Robust Resource Sharing in Network Slicing via Hypothesis Testing
Panagiotis Nikolaidis, John Baras
TL;DR
The paper tackles the challenge of satisfying SLAs for multiple network slices on shared cellular infrastructure without sacrificing isolation. It introduces a two-phase approach combining trial-based stochastic modeling (via Markov chains) with Neyman-Pearson hypothesis testing to deprioritize anomalous NSs during contention, enabling efficient resource sharing. Evaluations on real LTE traces show improved SLA robustness and reduced bandwidth needs compared with exclusive provisioning or naive sharing, demonstrating a practical tradeoff between efficiency and isolation.

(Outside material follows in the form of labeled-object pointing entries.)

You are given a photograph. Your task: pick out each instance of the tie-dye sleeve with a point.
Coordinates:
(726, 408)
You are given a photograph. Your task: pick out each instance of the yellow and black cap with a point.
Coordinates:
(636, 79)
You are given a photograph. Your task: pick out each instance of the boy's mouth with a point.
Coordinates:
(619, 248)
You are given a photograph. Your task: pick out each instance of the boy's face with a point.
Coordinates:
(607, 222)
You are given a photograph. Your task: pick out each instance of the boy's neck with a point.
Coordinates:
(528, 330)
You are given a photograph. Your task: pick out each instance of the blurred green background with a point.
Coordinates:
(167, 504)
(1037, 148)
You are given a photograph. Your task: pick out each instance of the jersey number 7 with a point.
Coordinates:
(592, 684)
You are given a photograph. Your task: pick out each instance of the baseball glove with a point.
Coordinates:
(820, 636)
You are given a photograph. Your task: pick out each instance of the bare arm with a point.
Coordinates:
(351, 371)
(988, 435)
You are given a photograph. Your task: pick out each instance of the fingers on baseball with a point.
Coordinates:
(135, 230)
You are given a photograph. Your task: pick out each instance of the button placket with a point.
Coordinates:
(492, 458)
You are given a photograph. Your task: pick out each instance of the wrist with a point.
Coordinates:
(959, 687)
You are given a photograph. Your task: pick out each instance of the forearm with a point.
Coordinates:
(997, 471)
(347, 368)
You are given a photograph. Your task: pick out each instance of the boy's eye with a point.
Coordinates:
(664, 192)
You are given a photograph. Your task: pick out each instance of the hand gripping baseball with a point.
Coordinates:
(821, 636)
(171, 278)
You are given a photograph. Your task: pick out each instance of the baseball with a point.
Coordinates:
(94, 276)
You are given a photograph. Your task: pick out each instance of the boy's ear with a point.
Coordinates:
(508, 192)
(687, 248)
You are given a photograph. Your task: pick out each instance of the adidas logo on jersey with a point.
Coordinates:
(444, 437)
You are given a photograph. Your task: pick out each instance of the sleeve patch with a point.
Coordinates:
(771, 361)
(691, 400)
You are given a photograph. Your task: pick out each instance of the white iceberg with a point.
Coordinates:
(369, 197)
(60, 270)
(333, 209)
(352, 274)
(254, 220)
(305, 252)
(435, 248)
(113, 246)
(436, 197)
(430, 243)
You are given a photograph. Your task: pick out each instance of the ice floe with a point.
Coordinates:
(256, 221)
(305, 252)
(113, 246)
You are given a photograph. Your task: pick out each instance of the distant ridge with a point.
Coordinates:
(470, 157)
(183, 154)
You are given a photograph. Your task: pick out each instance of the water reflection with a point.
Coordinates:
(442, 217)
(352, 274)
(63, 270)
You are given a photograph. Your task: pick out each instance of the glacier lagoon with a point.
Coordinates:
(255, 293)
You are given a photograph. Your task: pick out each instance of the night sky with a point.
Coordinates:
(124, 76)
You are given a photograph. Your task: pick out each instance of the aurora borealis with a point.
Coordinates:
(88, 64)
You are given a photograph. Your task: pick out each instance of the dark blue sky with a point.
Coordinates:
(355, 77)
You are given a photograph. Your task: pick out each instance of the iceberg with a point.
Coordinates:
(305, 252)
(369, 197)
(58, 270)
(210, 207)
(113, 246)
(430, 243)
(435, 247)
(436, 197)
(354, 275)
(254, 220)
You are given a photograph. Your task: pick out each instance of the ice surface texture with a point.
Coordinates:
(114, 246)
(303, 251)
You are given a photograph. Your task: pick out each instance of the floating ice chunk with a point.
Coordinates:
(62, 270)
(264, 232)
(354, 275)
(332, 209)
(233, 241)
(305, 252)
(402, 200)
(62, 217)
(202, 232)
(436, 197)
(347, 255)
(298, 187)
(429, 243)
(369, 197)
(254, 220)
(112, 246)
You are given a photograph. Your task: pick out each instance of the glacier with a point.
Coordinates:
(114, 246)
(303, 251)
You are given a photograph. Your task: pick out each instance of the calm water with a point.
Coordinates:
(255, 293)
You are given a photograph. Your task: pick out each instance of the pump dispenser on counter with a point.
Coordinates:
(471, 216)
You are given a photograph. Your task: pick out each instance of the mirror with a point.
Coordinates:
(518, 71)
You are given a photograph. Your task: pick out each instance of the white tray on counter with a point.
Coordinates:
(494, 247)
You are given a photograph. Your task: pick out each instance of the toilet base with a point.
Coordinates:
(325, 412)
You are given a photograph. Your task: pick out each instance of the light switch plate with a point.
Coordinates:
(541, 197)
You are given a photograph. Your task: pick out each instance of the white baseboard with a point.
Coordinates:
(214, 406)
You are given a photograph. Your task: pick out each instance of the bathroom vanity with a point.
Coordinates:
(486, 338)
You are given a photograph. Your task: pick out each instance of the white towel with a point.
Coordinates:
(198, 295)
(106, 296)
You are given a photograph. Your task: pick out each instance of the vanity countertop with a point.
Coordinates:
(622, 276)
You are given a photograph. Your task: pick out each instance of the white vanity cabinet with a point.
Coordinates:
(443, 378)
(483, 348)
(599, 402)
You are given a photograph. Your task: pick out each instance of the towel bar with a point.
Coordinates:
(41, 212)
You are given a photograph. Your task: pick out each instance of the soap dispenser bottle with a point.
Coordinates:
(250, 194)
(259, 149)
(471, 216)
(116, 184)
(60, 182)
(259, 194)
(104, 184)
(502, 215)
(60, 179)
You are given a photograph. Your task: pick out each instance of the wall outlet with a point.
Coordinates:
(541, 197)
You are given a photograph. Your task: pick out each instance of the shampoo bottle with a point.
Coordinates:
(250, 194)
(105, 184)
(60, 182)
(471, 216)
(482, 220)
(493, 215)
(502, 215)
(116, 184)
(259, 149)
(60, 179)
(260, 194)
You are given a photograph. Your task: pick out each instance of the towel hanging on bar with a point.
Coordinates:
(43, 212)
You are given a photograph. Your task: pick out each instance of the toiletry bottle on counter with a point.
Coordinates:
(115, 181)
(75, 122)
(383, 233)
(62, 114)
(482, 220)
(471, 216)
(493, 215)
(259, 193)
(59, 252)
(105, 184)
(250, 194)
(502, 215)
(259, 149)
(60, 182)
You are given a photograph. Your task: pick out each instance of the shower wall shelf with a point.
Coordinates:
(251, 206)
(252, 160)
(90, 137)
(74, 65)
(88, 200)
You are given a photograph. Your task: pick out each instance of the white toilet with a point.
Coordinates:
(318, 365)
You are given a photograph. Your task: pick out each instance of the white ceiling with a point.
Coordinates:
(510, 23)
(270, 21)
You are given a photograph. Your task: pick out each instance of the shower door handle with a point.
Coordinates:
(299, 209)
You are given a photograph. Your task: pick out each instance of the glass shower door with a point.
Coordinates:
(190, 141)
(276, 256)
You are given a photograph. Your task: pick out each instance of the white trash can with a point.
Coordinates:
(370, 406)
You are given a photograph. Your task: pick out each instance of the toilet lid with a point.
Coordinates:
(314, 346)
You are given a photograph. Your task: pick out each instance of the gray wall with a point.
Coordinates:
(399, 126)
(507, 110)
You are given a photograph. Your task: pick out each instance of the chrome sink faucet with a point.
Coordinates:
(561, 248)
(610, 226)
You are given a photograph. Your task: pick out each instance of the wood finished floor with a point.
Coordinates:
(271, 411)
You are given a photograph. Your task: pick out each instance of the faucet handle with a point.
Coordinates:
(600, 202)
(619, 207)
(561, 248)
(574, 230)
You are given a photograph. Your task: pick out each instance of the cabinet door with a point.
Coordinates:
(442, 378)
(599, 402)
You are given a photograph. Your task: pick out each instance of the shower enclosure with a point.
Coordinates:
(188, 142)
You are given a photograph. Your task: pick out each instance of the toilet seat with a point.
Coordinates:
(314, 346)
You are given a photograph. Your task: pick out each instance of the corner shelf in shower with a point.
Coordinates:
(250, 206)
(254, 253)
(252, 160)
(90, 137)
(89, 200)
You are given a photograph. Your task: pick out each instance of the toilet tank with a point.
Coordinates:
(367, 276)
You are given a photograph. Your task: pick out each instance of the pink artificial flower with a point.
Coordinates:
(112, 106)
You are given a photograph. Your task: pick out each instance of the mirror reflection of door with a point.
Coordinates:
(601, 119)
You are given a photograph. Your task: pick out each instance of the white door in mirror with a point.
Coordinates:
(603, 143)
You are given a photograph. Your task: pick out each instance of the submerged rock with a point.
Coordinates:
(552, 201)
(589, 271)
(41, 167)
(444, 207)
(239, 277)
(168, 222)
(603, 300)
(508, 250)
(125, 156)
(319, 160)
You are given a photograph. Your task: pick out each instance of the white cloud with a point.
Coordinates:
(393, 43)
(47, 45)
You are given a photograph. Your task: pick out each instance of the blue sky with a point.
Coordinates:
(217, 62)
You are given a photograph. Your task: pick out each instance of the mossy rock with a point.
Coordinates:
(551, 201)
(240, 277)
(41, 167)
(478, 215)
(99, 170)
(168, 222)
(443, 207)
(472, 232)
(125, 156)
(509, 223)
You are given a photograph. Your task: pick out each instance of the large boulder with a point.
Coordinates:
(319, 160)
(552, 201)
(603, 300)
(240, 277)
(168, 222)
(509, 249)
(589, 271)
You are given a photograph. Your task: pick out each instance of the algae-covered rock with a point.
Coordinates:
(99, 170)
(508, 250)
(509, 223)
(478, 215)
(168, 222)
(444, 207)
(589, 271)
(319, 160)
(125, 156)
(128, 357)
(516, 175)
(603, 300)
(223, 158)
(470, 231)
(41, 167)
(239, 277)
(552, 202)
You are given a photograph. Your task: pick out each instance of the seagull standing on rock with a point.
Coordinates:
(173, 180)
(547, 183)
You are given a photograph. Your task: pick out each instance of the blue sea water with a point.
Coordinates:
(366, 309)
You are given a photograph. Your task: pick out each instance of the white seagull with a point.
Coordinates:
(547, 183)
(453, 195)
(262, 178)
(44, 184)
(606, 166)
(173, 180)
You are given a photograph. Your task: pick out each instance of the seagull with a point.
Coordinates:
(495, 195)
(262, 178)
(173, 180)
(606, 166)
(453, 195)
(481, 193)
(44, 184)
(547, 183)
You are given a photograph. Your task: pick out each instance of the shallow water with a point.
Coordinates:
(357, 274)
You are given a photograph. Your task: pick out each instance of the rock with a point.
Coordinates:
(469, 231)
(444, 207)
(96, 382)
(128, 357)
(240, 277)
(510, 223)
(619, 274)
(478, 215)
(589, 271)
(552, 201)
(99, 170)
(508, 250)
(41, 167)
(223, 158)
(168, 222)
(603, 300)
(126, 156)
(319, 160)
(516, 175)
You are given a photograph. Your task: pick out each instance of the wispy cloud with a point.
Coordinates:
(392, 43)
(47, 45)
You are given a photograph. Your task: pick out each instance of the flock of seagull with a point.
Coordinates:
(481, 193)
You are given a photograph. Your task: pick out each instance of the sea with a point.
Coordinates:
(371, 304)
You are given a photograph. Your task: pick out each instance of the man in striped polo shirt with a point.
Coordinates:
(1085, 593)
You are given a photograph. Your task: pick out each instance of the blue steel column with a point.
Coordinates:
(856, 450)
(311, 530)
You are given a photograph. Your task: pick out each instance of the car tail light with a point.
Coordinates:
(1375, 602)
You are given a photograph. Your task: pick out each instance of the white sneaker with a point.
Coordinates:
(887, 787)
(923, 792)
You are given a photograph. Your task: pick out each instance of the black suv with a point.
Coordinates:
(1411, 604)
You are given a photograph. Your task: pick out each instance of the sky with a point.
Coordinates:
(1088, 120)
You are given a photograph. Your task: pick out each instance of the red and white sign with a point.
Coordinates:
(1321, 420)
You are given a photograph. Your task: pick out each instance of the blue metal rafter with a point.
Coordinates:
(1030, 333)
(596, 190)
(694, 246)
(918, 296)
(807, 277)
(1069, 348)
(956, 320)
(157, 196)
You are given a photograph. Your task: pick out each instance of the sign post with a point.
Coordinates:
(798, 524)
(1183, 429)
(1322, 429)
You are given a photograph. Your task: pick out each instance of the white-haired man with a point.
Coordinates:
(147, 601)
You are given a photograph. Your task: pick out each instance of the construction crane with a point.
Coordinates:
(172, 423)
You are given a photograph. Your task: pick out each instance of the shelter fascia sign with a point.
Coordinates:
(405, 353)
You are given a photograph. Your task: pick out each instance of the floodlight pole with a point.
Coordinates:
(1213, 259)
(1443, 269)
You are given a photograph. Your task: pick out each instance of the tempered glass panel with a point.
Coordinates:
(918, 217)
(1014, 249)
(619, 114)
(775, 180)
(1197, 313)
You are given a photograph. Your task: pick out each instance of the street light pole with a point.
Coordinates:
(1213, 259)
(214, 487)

The work offers a scalable framework for robust network slicing that can adapt to traffic anomalies and supports future enhancements in Bayesian or worst-case detection strategies.
Abstract
In network slicing, the network operator needs to satisfy the service level agreements of multiple slices at the same time and on the same physical infrastructure. To do so with reduced provisioned resources, the operator may consider resource sharing mechanisms. However, each slice then becomes susceptible to traffic surges in other slices which degrades performance isolation. To maintain both high efficiency and high isolation, we propose the introduction of hypothesis testing in resource sharing. Our approach comprises two phases. In the trial phase, the operator obtains a stochastic model for each slice that describes its normal behavior, provisions resources and then signs the service level agreements. In the regular phase, whenever there is resource contention, hypothesis testing is conducted to check which slices follow their normal behavior. Slices that fail the test are excluded from resource sharing to protect the well-behaved ones. We test our approach on a mobile traffic dataset. Results show that our approach fortifies the service level agreements against unexpected traffic patterns and achieves high efficiency via resource sharing. Overall, our approach provides an appealing tradeoff between efficiency and isolation.